L'intelligence a deux puissances : par l'une, qui est la puissance propre de penser, elle voit ce qui est en elle; par l'autre, elle aperçoit ce qui est au-dessus d'elle à l'aide d'une sorte d'intuition et de perception : par cette intuition, elle voyait d'abord simplement ; puis, en voyant, elle a reçu l'intellection et elle s'est identifiée à l'Un. Le premier mode de contemplation est propre à l'intelligence qui possède encore la raison, le second est l'intelligence transportée d'amour.
Or, c'est quand le nectar l'enivre et lui ôte la raison que l'âme est transportée d'amour et qu'elle s'épanouit dans une félicité qui comble tous ses vœux. Mieux vaut pour elle alors s'abandonner à cette ivresse que de demeurer plus sage. Dans cet état, l'intelligence voit-elle successivement une chose, puis une autre? Non : la parole, quand elle enseigne, énonce tout successivement ; mais c'est éternellement que l'intelligence possède la puissance de penser, aussi bien que la puissance de ne pas penser, c'est-à-dire de voir Dieu autrement que par la pensée. En le contemplant en effet, elle a reçu en elle-même des germes, elle les a sentis lorsqu'ils ont été produits et déposés en son sein ; quand elle les voit, on dit qu'elle pense ; mais quand elle voit Dieu, c'est par cette puissance supérieure en vertu de laquelle elle devait plus tard penser.
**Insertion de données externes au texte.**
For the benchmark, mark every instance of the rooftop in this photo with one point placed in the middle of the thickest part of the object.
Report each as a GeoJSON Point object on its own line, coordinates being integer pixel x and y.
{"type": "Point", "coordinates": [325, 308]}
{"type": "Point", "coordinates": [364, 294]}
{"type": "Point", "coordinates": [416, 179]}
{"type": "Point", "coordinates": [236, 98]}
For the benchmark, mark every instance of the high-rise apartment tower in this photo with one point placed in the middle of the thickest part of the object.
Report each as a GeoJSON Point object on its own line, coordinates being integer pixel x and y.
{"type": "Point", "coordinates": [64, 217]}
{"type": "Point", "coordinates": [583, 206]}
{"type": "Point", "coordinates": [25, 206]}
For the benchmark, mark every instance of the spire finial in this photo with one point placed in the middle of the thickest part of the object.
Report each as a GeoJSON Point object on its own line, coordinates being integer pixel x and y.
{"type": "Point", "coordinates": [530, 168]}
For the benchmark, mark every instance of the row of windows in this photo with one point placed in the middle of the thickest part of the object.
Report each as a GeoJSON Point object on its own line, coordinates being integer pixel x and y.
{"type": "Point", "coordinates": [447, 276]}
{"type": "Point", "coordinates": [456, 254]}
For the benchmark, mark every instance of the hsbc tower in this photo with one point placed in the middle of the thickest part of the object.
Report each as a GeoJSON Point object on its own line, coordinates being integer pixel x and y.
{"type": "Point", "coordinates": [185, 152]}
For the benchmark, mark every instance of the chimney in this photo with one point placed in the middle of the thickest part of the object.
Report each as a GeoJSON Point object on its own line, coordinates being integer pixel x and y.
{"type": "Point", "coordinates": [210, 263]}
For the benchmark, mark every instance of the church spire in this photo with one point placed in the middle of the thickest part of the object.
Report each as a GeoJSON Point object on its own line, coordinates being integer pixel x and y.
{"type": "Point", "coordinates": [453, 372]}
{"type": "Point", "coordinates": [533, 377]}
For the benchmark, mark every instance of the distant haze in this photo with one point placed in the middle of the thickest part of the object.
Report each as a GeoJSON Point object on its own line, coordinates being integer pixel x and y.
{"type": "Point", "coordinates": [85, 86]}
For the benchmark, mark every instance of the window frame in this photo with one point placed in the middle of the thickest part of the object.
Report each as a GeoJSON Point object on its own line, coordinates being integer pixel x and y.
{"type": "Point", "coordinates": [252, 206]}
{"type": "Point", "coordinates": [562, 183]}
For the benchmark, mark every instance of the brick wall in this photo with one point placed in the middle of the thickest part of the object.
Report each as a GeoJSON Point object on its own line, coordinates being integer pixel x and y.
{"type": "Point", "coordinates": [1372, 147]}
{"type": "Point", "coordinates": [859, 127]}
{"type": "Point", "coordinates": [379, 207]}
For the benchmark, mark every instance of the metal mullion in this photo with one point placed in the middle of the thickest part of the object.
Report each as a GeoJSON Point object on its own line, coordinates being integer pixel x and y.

Quant à l'âme, elle ne voit Dieu qu'en confondant, en faisant évanouir en quelque sorte l'intelligence qui réside en elle ; ou plutôt, c'est son intelligence première qui voit ; mais la vision que celle-ci a de Dieu arrive jusqu'à l'âme, qui alors s'identifie à l'intelligence. C'est le Bien qui, s'étendant sur l'intelligence et sur l'âme et se mettant à leur portée, se répand sur elles et les fond ensemble ; placé au-dessus d'elles, il leur donne l'heureuse vision et l'ineffable sentiment de lui-même; il les élève si haut qu'elles ne sont plus en aucun lieu, ni en quoi que ce soit (dans aucun des sens où l'on dit qu'une chose est dans une autre) : car lui-même n'est en rien; le lieu intelligible est en Lui, mais Lui il n'est en nulle chose autre. Alors l'âme ne se meut plus, parce que Dieu n'est pas en mouvement ; à proprement parler, elle n'est plus âme, parce que Dieu ne vit pas, mais est au-dessus de la vie ; elle n'est pas non plus intelligence, parce que Dieu est au-dessus de l'intelligence : car il doit y avoir assimilation complète {entre l'âme et Dieu}. Enfin l'âme ne pense même pas Dieu, parce que dans cet état elle ne pense pas du tout.